Bruno Vespa che Schifo

Bruno Vespa che Schifo


Bruno Vespa sarà sottoposto a un provvedimento disciplinare da parte dell'Ordine Nazionale dei Giornalisti, in seguito all'intervista a Lucia Panigalli, andata in onda nella puntata di Porta a Porta del 17 settembre. La donna ha raccontato la sua storia di vittima di un uomo violento, condannato per aggressione nei suoi confronti e successivamente tornato libero, nonostante abbia espresso l'intenzione di assassinarla. La condotta di Vespa nel corso del colloquio, nonostante la delicatezza del tema trattato, è apparsa più volte offensiva nei confronti della Panigalli, con un atteggiamento assolutorio verso il carnefice e un tentativo continuo di ridimensionare la portata del dramma vissuto dalla donna. Immediato l'intervento della Commissione Pari Opportunità dell'Ordine.
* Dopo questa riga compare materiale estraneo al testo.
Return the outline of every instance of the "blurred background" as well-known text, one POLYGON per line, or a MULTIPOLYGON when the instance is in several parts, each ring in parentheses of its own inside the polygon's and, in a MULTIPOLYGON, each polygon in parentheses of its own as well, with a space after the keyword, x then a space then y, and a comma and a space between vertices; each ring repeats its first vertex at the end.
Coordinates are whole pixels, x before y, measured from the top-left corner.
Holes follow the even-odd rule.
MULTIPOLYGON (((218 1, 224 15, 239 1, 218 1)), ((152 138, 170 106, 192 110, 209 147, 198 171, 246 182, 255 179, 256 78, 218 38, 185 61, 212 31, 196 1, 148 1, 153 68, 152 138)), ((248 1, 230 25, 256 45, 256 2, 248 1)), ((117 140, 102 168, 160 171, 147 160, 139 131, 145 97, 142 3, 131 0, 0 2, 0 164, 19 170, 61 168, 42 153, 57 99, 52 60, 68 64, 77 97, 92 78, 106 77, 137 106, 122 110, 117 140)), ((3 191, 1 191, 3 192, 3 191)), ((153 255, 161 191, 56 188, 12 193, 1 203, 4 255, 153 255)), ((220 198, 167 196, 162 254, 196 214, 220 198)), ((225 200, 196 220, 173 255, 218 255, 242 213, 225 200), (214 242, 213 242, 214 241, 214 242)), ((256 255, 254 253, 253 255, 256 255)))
A “Porta a porta” va in scena un’inaccettabile intervista, che dà in pasto al pubblico la sopravvissuta di femminicidio. Le proteste sui social e delle associazioni di donne

«Signora, se avesse voluto ucciderla l’avrebbe fatto». L’affermazione, con un mezzo sorriso, è di un professionista del servizio pubblico televisivo, Bruno Vespa. La signora a cui si rivolge nel suo salotto è Lucia Panigalli, che ogni volta che esce di casa deve avvisare i carabinieri che la scortano anche per andare a prendere un gelato, vive blindata circondata da telecamere e allarmi e ha dichiarato più volte di sentirsi come «una malata terminale», da quando Mauro Fabbri, condannato per il suo tentato omicidio a otto anni di carcere, grazie ai benefici di legge è già in libertà e vive a quattro chilometri da casa sua, nel ferrarese. 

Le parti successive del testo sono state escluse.